You Don't Have to Write the Code

Anthropic watched 400,000 sessions with a coding agent and found that what predicts success isn't your job or your syntax. It's whether you understand the work. That changes who gets to build, and what your expertise is worth.

Jun 17, 2026

This week Anthropic published an analysis of about 400,000 real Claude Code sessions, run between last October and this April. It set out to answer a plain question: when someone sits down with a coding agent, what actually predicts whether they succeed? There is a comfortable answer and a more useful one, and almost everyone is repeating the comfortable one.

The comfortable answer, the one the headlines took, is that anyone can build software now. That part is true, and it is the least interesting thing in the report.

The finding underneath is the one I'd hand to anyone, whether they run a team or just their own work. What predicted success was not your job title, and it was not whether you could write code. It was whether you understood the problem you were trying to solve. Anthropic's own framing: success comes from how well a person understands the work, not whether they're trained in coding.
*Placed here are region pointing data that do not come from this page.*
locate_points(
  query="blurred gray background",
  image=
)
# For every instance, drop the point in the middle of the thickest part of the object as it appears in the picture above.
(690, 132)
That is not a story about AI flattening the gap between your best people and your average ones. It is the opposite. The thing you spent fifteen years getting good at just became the thing that decides whether the most expensive tool you're buying actually pays off. I have been making that case for a while. This is the first time anyone has put 400,000 sessions behind it.

What the tool actually divided up

Start with the cleanest number, because it doubles as a mental model you can carry into a Monday meeting.

In a typical session, the human made about 70 percent of the planning decisions and the agent made about 80 percent of the execution decisions. People decided what to build. The agent decided how to build it. That split held across every kind of work they measured, from writing code to running systems to analyzing data.

So the labor didn't disappear. It separated. The agent took the part a lot of people thought was the moat, the ability to actually produce the syntax, and handed back the part that was always the hard part: knowing what to ask for, and whether the answer is any good.

Here is what makes me trust the number. A practitioner reached the same shape from the other side. Addy Osmani, writing in January, found that the developers succeeding with these tools "spend 70 percent of their time on problem definition and verification strategy, 30 percent on execution." Two independent measurements, one watching a population and one watching working engineers, landing on the same line through the work. The tool made the typing cheap. It did nothing for the knowing.

The tool made the typing cheap. It did nothing for the knowing.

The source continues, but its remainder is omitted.